The Cost of Fits and Starts

I believe the story this week of two domestic Ford assembly plants opening/closing/opening is going to be, unfortunately, typical of restarting our economy. The situation raises several economic questions, at least in my mind, that I can’t seem to find being addressed publicly.  

According to articles on CNN.com and TheHill.com, two workers tested positive for the coronavirus the day after the plants opened. A Ford spokesman said they didn’t contract the virus at the plant, however, the two workers along with an unspecified number of others they came into close contact with were told to self-quarantine for 14 days. The company shut the plants down to disinfect the areas and the thousands of other workers at both plants were sent home. The plants reopened the next day.

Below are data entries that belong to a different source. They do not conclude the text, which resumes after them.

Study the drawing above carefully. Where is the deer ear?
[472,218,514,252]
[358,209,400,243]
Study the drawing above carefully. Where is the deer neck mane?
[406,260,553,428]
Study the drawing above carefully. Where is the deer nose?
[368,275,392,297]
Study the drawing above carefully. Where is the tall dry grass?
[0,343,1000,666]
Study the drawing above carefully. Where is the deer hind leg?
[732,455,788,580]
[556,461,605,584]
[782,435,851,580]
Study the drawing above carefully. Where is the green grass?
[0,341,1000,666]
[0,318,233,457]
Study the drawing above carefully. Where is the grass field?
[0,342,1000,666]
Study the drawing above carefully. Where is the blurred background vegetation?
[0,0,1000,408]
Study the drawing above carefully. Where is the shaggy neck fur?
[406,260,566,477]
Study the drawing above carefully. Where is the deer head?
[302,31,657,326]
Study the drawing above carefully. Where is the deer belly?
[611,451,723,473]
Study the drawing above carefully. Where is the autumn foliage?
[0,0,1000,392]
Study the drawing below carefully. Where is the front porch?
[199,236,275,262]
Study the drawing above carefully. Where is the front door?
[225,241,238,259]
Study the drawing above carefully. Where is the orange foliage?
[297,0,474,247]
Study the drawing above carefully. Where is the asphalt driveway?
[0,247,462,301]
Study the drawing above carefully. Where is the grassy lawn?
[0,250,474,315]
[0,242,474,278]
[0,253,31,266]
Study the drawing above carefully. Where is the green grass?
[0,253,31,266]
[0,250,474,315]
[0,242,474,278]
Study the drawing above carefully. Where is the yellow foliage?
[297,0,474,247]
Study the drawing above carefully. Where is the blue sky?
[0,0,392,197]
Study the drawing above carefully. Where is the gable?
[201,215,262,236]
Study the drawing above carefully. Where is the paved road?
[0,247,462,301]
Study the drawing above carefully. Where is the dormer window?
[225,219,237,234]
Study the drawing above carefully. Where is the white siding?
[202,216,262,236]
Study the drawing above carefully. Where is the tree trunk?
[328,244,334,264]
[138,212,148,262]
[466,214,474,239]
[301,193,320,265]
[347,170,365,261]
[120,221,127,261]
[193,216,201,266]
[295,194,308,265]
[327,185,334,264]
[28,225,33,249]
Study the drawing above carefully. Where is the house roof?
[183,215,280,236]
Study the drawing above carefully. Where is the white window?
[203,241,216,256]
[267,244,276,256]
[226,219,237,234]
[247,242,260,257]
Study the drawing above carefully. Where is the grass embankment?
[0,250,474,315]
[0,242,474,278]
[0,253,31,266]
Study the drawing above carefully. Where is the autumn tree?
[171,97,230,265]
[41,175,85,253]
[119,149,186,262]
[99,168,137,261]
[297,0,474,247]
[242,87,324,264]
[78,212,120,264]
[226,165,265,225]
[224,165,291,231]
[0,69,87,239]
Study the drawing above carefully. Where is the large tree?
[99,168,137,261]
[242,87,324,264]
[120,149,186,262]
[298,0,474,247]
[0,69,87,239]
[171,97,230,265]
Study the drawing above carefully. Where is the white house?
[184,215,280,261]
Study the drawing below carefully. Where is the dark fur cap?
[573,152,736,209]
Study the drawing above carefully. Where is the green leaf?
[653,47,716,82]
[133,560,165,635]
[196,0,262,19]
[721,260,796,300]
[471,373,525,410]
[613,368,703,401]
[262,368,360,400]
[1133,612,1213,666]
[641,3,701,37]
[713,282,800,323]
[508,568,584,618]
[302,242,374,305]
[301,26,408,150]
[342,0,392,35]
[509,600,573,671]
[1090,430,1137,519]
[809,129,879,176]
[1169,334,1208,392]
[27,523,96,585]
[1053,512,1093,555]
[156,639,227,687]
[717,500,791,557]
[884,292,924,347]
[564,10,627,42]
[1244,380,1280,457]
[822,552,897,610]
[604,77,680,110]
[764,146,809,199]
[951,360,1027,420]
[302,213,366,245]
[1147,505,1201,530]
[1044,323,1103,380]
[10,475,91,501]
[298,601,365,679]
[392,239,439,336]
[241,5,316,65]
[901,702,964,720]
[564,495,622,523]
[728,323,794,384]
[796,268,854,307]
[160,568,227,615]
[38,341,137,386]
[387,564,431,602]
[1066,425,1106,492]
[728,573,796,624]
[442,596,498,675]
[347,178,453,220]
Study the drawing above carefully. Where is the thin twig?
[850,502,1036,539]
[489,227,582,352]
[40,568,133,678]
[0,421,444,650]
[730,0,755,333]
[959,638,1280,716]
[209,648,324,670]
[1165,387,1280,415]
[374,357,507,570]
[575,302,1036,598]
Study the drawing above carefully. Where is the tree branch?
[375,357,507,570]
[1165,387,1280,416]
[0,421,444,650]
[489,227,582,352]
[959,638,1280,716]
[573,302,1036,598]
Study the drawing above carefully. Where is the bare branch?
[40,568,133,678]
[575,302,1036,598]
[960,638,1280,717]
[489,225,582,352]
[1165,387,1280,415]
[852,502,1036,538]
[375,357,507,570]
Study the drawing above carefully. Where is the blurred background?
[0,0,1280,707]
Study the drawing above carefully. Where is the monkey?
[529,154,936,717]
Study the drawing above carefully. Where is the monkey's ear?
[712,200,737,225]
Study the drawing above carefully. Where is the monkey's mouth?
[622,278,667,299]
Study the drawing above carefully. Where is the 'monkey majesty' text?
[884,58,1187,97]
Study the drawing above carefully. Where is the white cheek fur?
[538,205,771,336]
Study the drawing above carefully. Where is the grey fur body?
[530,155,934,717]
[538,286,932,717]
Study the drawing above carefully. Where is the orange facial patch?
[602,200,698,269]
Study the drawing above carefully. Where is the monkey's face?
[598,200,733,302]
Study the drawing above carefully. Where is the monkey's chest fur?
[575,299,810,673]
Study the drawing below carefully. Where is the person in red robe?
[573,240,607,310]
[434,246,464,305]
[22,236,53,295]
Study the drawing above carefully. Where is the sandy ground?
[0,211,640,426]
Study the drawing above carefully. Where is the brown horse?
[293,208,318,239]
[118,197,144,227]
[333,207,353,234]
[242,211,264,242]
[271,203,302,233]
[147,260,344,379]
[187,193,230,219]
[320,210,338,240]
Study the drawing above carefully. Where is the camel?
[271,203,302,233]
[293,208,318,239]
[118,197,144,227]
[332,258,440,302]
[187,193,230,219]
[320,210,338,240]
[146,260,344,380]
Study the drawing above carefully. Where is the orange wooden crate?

So, here are my questions:

  1. Are people who are told to go home and quarantine for 14 days paid for those 14 days, and is every employee paid for 14 days every time this happens? Remember, they don’t have to test positive, they only have to come in contact with someone who does. Theoretically, then, a worker who is healthy and showing no symptoms but has been in close contact with someone is not allowed to work. That same worker, upon returning from their healthy quarantine, may encounter another co-worker who tests positive thus triggering the same quarantine procedure. How long will a company continue to pay healthy workers to stay home? I don’t know of any employment contract – awarded either independently or through collective bargaining – that has unlimited sick pay.
  2. Do the healthy workers who were not quarantined but got sent home due to the plant closures get paid for the lost time?
  3. How will companies operate productively with a fluctuating number of employees missing from various positions? In manufacturing it’s difficult to have an assembly line when positions on the line are empty. Will this be addressed through creative staffing like, maybe, platooning the workforce? Let’s say, for example, that one of the aforementioned Ford plants have four assembly lines. If they decided to open only two lines, that would leave two lines worth of workers “on-call” to fill in on assembly lines when those lines’ workers have to quarantine. How would companies pay these “on-call” workers? It’s unrealistic to have them hopping off and on unemployment, or expecting the company to pay them continually on the chance they might be needed.

The costs are staggering, according to some numbers I could find:

  • Number of employees at the two plants: 10,200 (according to the CNN.com article).
  • Average hourly labor cost (wages, benefits, etc.) for a union autoworker at Ford: $61.00 (according to the Center for Automotive Research).

Thus, Ford’s labor costs are $622,200 every operating hour just at these two plants alone.

How will a company remain competitive, profitable or even sustainable if it’s unable to control these costs because of unexpected and unavoidable interruptions in labor and production?

Did Ford follow the suggested guidelines when opening the plant? CNN quoted a Ford spokesperson saying, “Our protocols are in place to help stop the spread of the virus,” noting that workers’ temperatures were checked upon arrival, PPE was dispensed, and there were reminders about social distancing. But “reminders” is apparently all they did. CBS2 in Chicago quoted employees as saying, “Social distancing doesn’t really work” in the plant, and “all these people are crowded and on top of each other.”

If labor costs in this scenario seem high, imagine what it would cost manufacturing companies to retool all their facilities to accommodate social distancing. I don’t even know where to begin to look for those estimates!

Until these types of issues can be addressed consistently and with confidence — that workers are safe and companies can control costs — our economy as a whole will only be able to restart in fits and starts.